Estamos testemunhando o fim de uma era que se chamava a qualidade Globo de transmitir esportes. Os melhores profissionais, coberturas em tempo real, fartura de informações e o pensamento original buscando seus espaços.
Não é mais assim, acho que todos notaram.
Colunistas do UOL
Ainda há pessoas brilhantes trabalhando no conglomerado, à frente e atrás das câmeras, mas a qualidade já não é a mesma e nomes consagrados são deixados pelo caminho.
A tendência cada vez mais transparente é seguir a toada em muitos tons de bege de existir e calar politicamente.
A tática é antiga e hegemônica: limita-se o campo de debate a um escopo estreito e permite-se, dentro desse estreitamento, que o debate corra solto criando-se, assim, a ilusão de que existe um debate de ideias rolando.
Não há nada para ser visto, analisado ou dito que não esteja acontecendo no campo, na quadra, na piscina, no tablado.
Tudo mais é proibitivo. Quem tentar fazer estará sob sua conta e risco. Geladeiras podem ser abertas a qualquer momento.
A saída de Casagrande foi um marco nesse sentido.
Entender que o esporte se restringe ao que acontece enquanto o evento esportivo dura é apequenar uma imensidão de possibilidades que só o esporte oferece enquanto dimensão da vida.
Conviviam, ali dentro, os rebeldes e os conservadores e ainda que o segundo grupo fosse mais vocal havia espaço para que a rebeldia, a dissidência e o contraditório se fizessem ouvir. Às vezes baixinho, às vezes mais alto, mas o pulso ainda pulsava.
Mais e mais veremos estranhices como "atacar o espaço" ser glorificado como linguagem e menos e menos veremos o jogo ser contextualizado social, econômica ou politicamente.
Criticar as SAF e seu grotesco aspecto ultraliberal, por exemplo, vai ser evento tão raro quanto criticar a taxa de juros do Banco Central ou o ex-juiz parcial transformado em senador que é tão adorado por lá.

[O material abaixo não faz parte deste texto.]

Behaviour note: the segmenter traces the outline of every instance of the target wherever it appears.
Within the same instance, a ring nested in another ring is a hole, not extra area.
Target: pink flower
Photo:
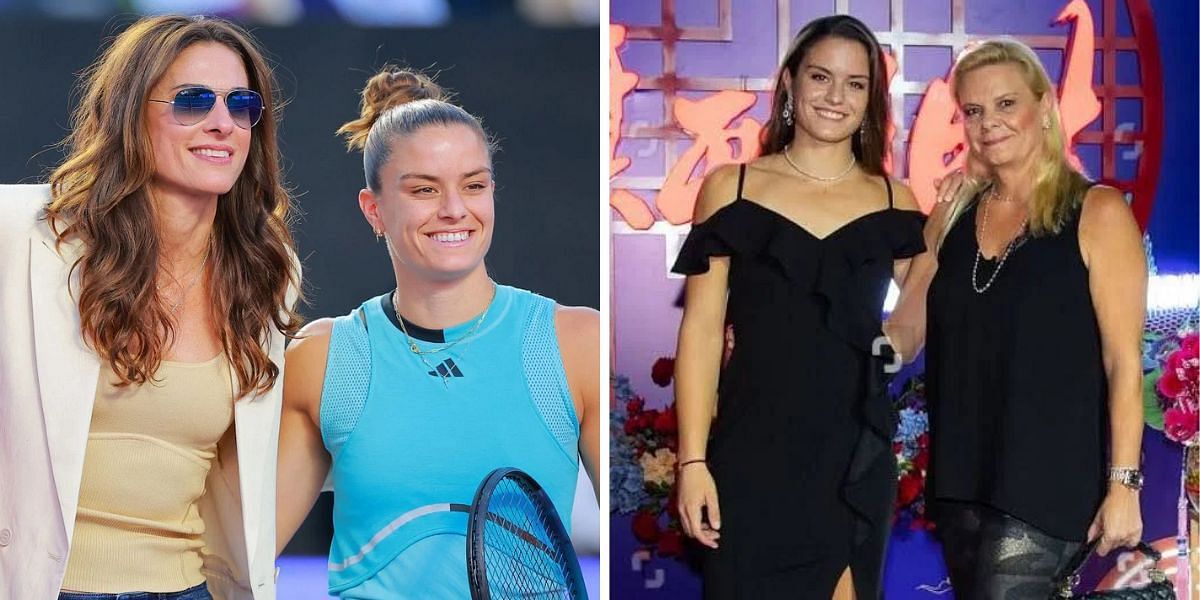
[[[1197,357],[1200,344],[1197,338],[1195,334],[1184,338],[1179,349],[1167,357],[1163,366],[1157,387],[1159,394],[1173,401],[1167,403],[1168,408],[1174,404],[1193,408],[1192,412],[1195,412],[1196,399],[1200,396],[1200,390],[1197,390],[1197,385],[1200,385],[1200,358]]]
[[[1200,413],[1178,407],[1168,408],[1163,413],[1163,432],[1172,441],[1184,443],[1200,430]]]
[[[1188,358],[1200,356],[1200,334],[1193,333],[1179,343],[1179,351]]]

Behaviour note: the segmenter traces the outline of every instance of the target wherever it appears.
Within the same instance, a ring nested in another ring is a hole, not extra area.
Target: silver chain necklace
[[[188,293],[192,291],[192,288],[196,287],[196,282],[200,281],[200,276],[204,274],[204,266],[208,264],[208,254],[208,251],[204,252],[204,260],[200,261],[200,266],[196,268],[196,274],[192,276],[192,280],[187,284],[186,287],[180,283],[178,279],[175,279],[174,275],[171,275],[171,279],[175,280],[175,285],[179,286],[183,291],[179,294],[179,299],[171,305],[171,308],[167,309],[167,312],[171,313],[172,315],[177,314],[179,307],[183,306],[183,301],[187,299]],[[168,275],[170,275],[170,273],[168,273]],[[157,287],[157,289],[161,292],[164,287],[166,286],[160,285]]]
[[[487,308],[484,308],[483,313],[479,315],[479,318],[475,319],[475,323],[471,325],[471,329],[467,330],[467,332],[464,333],[458,339],[456,339],[444,346],[439,346],[437,348],[430,348],[429,350],[422,350],[421,347],[417,345],[416,340],[413,339],[413,337],[408,334],[408,329],[404,326],[404,316],[400,314],[400,303],[397,301],[396,293],[399,291],[400,291],[399,289],[392,291],[392,308],[396,309],[396,320],[400,322],[400,331],[404,333],[404,341],[408,344],[409,351],[412,352],[413,355],[415,355],[421,361],[422,364],[424,364],[426,367],[428,367],[429,371],[431,373],[437,373],[438,377],[442,378],[442,385],[444,385],[446,387],[450,387],[450,382],[446,380],[446,376],[444,374],[442,374],[442,372],[439,371],[436,366],[431,364],[429,362],[429,360],[425,358],[425,355],[426,354],[437,354],[439,352],[445,352],[445,351],[457,346],[460,342],[466,341],[466,340],[470,339],[471,337],[473,337],[475,335],[475,333],[479,330],[479,326],[483,324],[484,319],[487,318],[488,311],[492,309],[492,302],[495,301],[495,299],[496,299],[496,284],[495,283],[492,284],[492,298],[490,300],[488,300]]]
[[[816,181],[820,181],[823,183],[832,183],[834,181],[838,181],[839,179],[848,175],[850,173],[850,170],[854,168],[854,165],[858,164],[858,158],[856,158],[853,154],[851,154],[850,155],[850,164],[846,165],[845,170],[843,170],[841,173],[838,173],[837,175],[834,175],[833,177],[820,177],[817,175],[813,175],[812,173],[809,173],[808,171],[805,171],[804,169],[801,169],[800,165],[797,165],[796,161],[792,160],[792,155],[789,154],[791,149],[792,149],[791,144],[788,144],[787,146],[783,147],[784,160],[786,160],[788,162],[788,164],[791,165],[792,168],[796,170],[797,173],[799,173],[809,179],[814,179]]]
[[[1012,197],[1010,196],[1009,199]],[[979,238],[983,239],[987,232],[988,210],[992,206],[992,202],[996,199],[996,189],[992,188],[992,192],[988,195],[988,199],[983,206],[983,223],[979,225]],[[987,283],[983,287],[979,287],[979,259],[983,257],[983,248],[980,244],[975,244],[975,264],[971,267],[971,289],[975,290],[976,294],[982,294],[992,287],[992,282],[996,281],[996,276],[1000,274],[1000,269],[1004,268],[1004,261],[1008,260],[1008,255],[1012,253],[1013,248],[1017,246],[1017,240],[1021,239],[1022,232],[1025,231],[1025,225],[1029,223],[1029,215],[1021,221],[1021,226],[1017,228],[1017,234],[1008,241],[1008,245],[1004,247],[1004,254],[1000,255],[1000,262],[996,263],[996,268],[992,271],[992,276],[988,277]]]

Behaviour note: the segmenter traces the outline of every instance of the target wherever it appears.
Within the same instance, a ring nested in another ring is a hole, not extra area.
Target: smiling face
[[[173,100],[182,88],[201,86],[224,92],[249,87],[236,52],[215,42],[193,44],[179,54],[149,99]],[[159,194],[213,198],[233,188],[246,164],[250,130],[238,127],[222,95],[199,123],[180,125],[174,107],[146,103],[146,128],[154,153],[152,187]]]
[[[967,71],[957,87],[967,142],[980,162],[996,168],[1036,160],[1051,110],[1049,94],[1039,100],[1012,63]]]
[[[871,64],[859,42],[826,37],[809,47],[796,68],[785,75],[792,90],[797,135],[840,142],[854,134],[866,116]]]
[[[431,281],[461,279],[484,268],[492,243],[491,167],[477,131],[429,125],[392,141],[381,189],[363,190],[359,205],[403,268]]]

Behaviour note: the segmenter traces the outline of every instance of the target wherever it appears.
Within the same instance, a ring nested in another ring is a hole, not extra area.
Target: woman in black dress
[[[675,264],[676,397],[708,598],[880,596],[896,464],[872,350],[888,282],[924,250],[912,193],[884,173],[887,118],[874,36],[818,19],[779,69],[762,156],[701,188]]]
[[[1120,192],[1070,166],[1032,50],[986,42],[954,81],[974,177],[943,182],[892,320],[928,314],[926,493],[956,597],[1042,600],[1085,539],[1141,535],[1145,254]]]

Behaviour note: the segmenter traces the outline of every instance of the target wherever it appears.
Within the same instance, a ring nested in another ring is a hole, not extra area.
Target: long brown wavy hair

A luta contra o racismo será basicamente a leitura do que a CBF ou as federações enviarem para que seja lido sobre as campanhas.

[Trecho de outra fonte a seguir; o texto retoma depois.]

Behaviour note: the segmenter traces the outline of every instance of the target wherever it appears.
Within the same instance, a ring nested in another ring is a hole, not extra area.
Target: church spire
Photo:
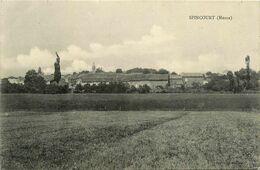
[[[95,73],[96,72],[96,66],[95,66],[95,62],[93,62],[92,64],[92,73]]]

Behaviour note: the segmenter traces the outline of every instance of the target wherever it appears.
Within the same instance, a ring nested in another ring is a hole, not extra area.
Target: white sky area
[[[0,76],[134,67],[181,72],[260,68],[259,2],[5,2]],[[189,20],[190,15],[232,20]]]

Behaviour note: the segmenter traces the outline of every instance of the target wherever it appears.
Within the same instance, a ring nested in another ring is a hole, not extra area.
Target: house
[[[50,84],[50,82],[54,79],[54,75],[43,75],[42,76],[44,78],[44,80],[46,81],[47,84]]]
[[[180,75],[170,75],[170,87],[180,88],[184,85],[183,78]]]
[[[124,82],[129,83],[130,86],[139,87],[141,85],[148,85],[151,89],[158,86],[165,87],[168,83],[167,74],[143,74],[143,73],[86,73],[80,74],[72,80],[75,84],[99,84],[109,82]]]
[[[181,73],[184,84],[186,87],[192,87],[193,83],[197,83],[199,85],[207,84],[204,74],[202,73]]]
[[[24,77],[8,77],[9,83],[11,84],[24,84]]]
[[[125,75],[125,81],[128,82],[130,86],[135,86],[136,88],[146,84],[153,90],[157,87],[165,88],[168,84],[168,74],[132,73]]]

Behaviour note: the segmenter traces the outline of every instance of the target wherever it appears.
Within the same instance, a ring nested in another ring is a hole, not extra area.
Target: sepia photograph
[[[0,169],[260,169],[260,2],[0,1]]]

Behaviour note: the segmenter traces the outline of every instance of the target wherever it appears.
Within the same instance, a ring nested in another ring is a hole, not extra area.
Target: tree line
[[[97,68],[96,73],[105,73],[105,71],[102,68]],[[79,72],[79,74],[87,74],[89,73],[88,70],[84,70]],[[126,74],[131,74],[131,73],[142,73],[142,74],[169,74],[170,72],[164,68],[161,68],[159,70],[153,69],[153,68],[132,68],[126,71],[123,71],[121,68],[117,68],[115,70],[115,73],[126,73]],[[74,75],[77,74],[76,72],[73,73]],[[171,74],[176,74],[175,72],[172,72]]]
[[[137,88],[129,83],[109,82],[99,84],[77,84],[74,93],[149,93],[151,88],[148,85],[140,85]]]
[[[259,79],[260,72],[256,72],[250,69],[250,77],[247,76],[247,70],[242,68],[239,71],[228,71],[224,75],[218,75],[217,73],[207,72],[206,75],[210,77],[210,81],[200,86],[197,83],[192,84],[193,89],[201,89],[207,91],[222,91],[240,93],[242,91],[259,91]],[[248,78],[250,79],[248,81]]]
[[[248,81],[247,70],[240,69],[236,72],[228,71],[225,75],[207,72],[206,76],[210,78],[207,84],[193,82],[191,87],[183,86],[175,89],[170,87],[158,87],[157,92],[232,92],[240,93],[243,91],[259,91],[260,72],[250,69],[250,81]],[[57,77],[57,76],[56,76]],[[59,77],[59,76],[58,76]],[[47,84],[42,74],[35,70],[29,70],[24,79],[24,84],[12,84],[7,78],[1,80],[2,93],[149,93],[152,89],[148,85],[139,87],[130,86],[129,83],[109,82],[99,84],[78,84],[74,89],[70,89],[68,83],[57,83],[53,81]]]
[[[55,80],[55,79],[54,79]],[[29,70],[24,79],[24,84],[10,83],[7,78],[1,80],[2,93],[41,93],[41,94],[63,94],[63,93],[149,93],[148,85],[138,88],[123,82],[110,82],[99,84],[77,84],[75,89],[70,89],[68,83],[57,83],[52,81],[47,84],[43,76],[35,70]]]
[[[7,78],[1,80],[2,93],[69,93],[68,84],[60,85],[56,82],[47,84],[41,74],[29,70],[24,79],[24,84],[12,84]]]

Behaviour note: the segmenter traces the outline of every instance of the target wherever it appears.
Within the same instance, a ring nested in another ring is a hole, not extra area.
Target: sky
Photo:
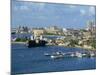
[[[95,6],[12,0],[11,26],[85,28],[95,21]]]

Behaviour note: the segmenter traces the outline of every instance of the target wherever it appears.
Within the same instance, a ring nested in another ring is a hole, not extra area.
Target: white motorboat
[[[62,58],[64,57],[63,55],[51,55],[50,56],[52,59],[57,59],[57,58]]]
[[[49,54],[49,53],[44,53],[44,55],[45,55],[45,56],[50,56],[50,54]]]

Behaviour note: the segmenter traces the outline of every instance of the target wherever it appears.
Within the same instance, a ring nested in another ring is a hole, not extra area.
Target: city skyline
[[[95,22],[95,6],[12,1],[12,27],[86,28],[87,21]]]

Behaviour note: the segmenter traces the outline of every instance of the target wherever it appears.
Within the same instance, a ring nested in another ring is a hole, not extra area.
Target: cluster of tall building
[[[96,33],[96,25],[94,21],[88,21],[87,27],[84,29],[91,32],[92,34]],[[72,28],[59,28],[57,26],[50,26],[44,28],[29,28],[28,26],[19,26],[18,28],[12,28],[12,32],[15,33],[35,33],[35,34],[50,34],[50,35],[75,35],[78,36],[81,34],[79,29]]]

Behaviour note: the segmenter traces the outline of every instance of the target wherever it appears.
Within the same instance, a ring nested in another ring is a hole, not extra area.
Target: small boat
[[[87,56],[87,54],[83,53],[83,54],[82,54],[82,56],[83,56],[83,57],[86,57],[86,56]]]
[[[44,53],[44,55],[45,55],[45,56],[50,56],[50,54],[49,54],[49,53]]]
[[[57,54],[57,55],[66,55],[66,53],[63,53],[63,52],[60,52],[60,51],[56,52],[55,54]]]
[[[71,56],[71,57],[75,57],[75,54],[72,53],[70,56]]]
[[[90,57],[95,57],[95,53],[90,53]]]
[[[50,58],[52,59],[57,59],[57,58],[62,58],[64,57],[64,53],[63,52],[53,52],[52,54],[49,53],[44,53],[45,56],[50,56]]]
[[[78,57],[78,58],[82,58],[83,57],[82,53],[80,53],[80,52],[76,52],[75,56]]]
[[[82,52],[67,52],[63,53],[60,51],[53,52],[51,54],[49,53],[44,53],[45,56],[49,56],[52,59],[59,59],[59,58],[64,58],[64,57],[75,57],[75,58],[83,58],[83,57],[95,57],[95,53],[82,53]]]
[[[63,55],[51,55],[50,56],[52,59],[58,59],[58,58],[63,58]]]
[[[87,53],[87,57],[96,57],[95,52],[89,52]]]

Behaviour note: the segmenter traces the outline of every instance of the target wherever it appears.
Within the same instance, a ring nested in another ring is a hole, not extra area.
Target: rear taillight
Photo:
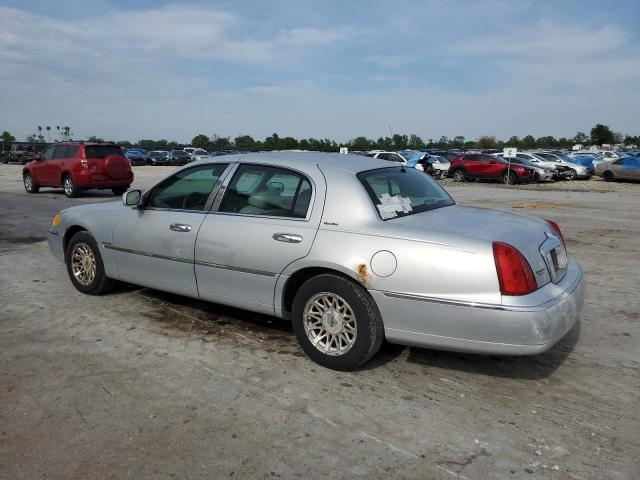
[[[551,226],[553,231],[556,232],[558,237],[560,237],[560,241],[562,242],[562,245],[565,245],[565,243],[564,243],[564,235],[562,235],[562,232],[560,231],[560,227],[558,226],[558,224],[556,222],[554,222],[553,220],[547,220],[547,223]],[[566,246],[565,246],[565,248],[566,248]]]
[[[86,158],[81,158],[80,159],[80,166],[82,168],[89,168],[89,162],[87,161]]]
[[[514,246],[493,242],[493,259],[503,295],[526,295],[537,290],[538,283],[529,262]]]

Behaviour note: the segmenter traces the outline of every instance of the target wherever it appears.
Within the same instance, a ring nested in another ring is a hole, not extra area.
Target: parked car
[[[601,163],[596,167],[596,175],[606,181],[640,180],[640,158],[624,157]]]
[[[451,162],[449,162],[445,157],[428,154],[421,162],[423,170],[430,170],[429,173],[435,178],[440,179],[449,175]],[[426,168],[425,164],[427,163],[431,166],[430,169]]]
[[[184,150],[171,150],[169,152],[169,162],[171,165],[186,165],[193,159]]]
[[[133,166],[150,165],[152,163],[151,157],[149,157],[149,155],[147,155],[146,153],[142,153],[140,150],[129,148],[124,151],[124,156]]]
[[[597,167],[601,163],[605,163],[605,162],[608,161],[602,155],[600,155],[599,152],[595,152],[595,151],[592,151],[592,150],[581,150],[581,151],[577,151],[577,152],[572,152],[572,153],[567,154],[567,156],[571,157],[571,158],[578,158],[578,157],[588,156],[588,157],[591,158],[591,163],[593,163],[594,167]]]
[[[48,240],[80,292],[123,280],[275,315],[337,370],[384,338],[541,353],[584,298],[555,223],[456,205],[428,175],[357,155],[204,160],[122,203],[63,210]]]
[[[548,162],[555,163],[556,168],[564,167],[564,176],[567,180],[588,180],[591,178],[591,173],[587,167],[576,162],[571,162],[561,154],[553,152],[536,152],[536,155],[544,158]]]
[[[25,165],[38,156],[33,145],[14,143],[8,151],[2,152],[2,163],[19,163]]]
[[[402,165],[407,164],[407,159],[396,152],[385,152],[381,150],[374,150],[372,152],[369,152],[367,156],[372,158],[378,158],[380,160],[387,160],[389,162],[398,162],[398,163],[401,163]]]
[[[189,154],[192,160],[202,160],[211,156],[209,152],[202,148],[185,147],[183,150]]]
[[[454,158],[449,175],[456,182],[470,179],[500,180],[505,184],[529,182],[534,170],[526,165],[511,165],[503,158],[485,153],[465,153]]]
[[[533,163],[529,160],[524,160],[522,158],[504,158],[504,154],[503,153],[497,153],[495,155],[496,157],[500,157],[503,160],[505,160],[506,162],[511,161],[511,165],[526,165],[527,167],[530,167],[533,169],[533,178],[531,179],[531,181],[533,182],[553,182],[556,177],[557,177],[557,173],[555,169],[551,169],[551,168],[545,168],[540,166],[537,163]]]
[[[596,171],[596,167],[593,164],[593,157],[591,157],[590,155],[580,155],[575,158],[567,157],[567,161],[582,165],[587,169],[590,175],[593,175]]]
[[[24,188],[62,187],[67,197],[90,188],[111,189],[122,195],[133,182],[133,171],[119,145],[64,142],[48,147],[22,170]]]
[[[169,152],[165,150],[153,150],[149,152],[149,158],[152,165],[169,165],[171,163]]]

Uns pitacos em um ou outro programa, mas não se estendam; esporte não é isso, não vamos perder tempo com extracampo.
Os times serão avaliados tática e tecnicamente. Não me venham com politiquices e politiquetes.
Há muitos seres políticos brilhantes que ainda fazem parte do esporte da Globo, e eles estarão convidados a calar sobre o que pensam se isso extrapolar os conceitos objetivos da quadra e do campo.

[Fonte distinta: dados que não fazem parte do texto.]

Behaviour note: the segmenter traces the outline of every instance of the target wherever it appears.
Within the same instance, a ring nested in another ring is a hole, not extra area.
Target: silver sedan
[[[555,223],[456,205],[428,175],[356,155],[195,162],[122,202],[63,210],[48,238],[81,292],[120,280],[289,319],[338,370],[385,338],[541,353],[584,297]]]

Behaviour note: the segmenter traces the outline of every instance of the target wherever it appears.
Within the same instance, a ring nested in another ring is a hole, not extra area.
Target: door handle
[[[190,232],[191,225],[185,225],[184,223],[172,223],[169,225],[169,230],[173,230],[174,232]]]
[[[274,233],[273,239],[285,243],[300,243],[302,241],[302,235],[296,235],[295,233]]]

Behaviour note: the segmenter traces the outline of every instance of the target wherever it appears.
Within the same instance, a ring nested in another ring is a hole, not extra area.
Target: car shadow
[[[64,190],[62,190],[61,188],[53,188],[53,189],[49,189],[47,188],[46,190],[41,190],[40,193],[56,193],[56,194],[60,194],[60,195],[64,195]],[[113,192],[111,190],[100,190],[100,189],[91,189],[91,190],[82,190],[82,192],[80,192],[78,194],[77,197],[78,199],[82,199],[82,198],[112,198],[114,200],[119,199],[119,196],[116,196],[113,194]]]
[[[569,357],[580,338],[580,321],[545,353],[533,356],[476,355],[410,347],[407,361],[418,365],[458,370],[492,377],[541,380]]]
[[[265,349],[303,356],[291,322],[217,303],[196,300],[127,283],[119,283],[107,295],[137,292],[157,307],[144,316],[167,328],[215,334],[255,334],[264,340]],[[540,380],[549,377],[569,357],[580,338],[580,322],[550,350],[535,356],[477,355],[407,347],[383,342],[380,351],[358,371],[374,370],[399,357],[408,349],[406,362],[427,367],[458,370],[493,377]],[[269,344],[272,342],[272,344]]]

Convites, nesses casos, são feitos de forma direta mas também indireta.
Começar a demitir os mais políticos é um sinal dado a quem fica: comportem-se.
Foi-se o tempo em que o Marinho original dizia coisas como "dos meus comunistas cuido eu". Não era o ideal, mas me parece melhor do que o que está virando.
Ganharão espaço os que estiverem dispostos a jogar o jogo da videogamificação das transmissões.
Veremos programas de debates cada vez mais engessados e amarrados, ou programas entregues a abusar das piadas infantis feitas para adolescentes.
Nas transmissões, um oba-oba acrítico e comentários dentro da caixinha do conservadorismo. Alegria, gritaria, empolgação, euforia.
A crítica estará viva nos lugares de sempre: quebra-quebra não pode, briga em campo não pode, invasão não pode, racismo é feio, machismo é bobo.
Aliás, não somos machistas pois temos mulheres narrando, apresentando e comentando. Circulando.
Não pode coisa feia no futebol, gente, vamos nos respeitar e nos amar, o esporte é tão bonito, o Brasil é lindo e alegre, somos uma mistura boa, viva a seleção e agora vamos à palavra do nosso patrocinador.
É uma pena que o esporte nacional seja confinado pela maior emissora do país a esse lugar estreito, careta, pequeno, covarde.
Uma pena que profissionais brilhantes sejam encorajados a se encolher politicamente para caber nos planos.
O esporte é uma arena imensa, complexa, política e tão cheia de possibilidades, conflitos, desejos, sonhos e pesadelos quanto a vida; restringi-lo a objetividades é matá-lo lentamente.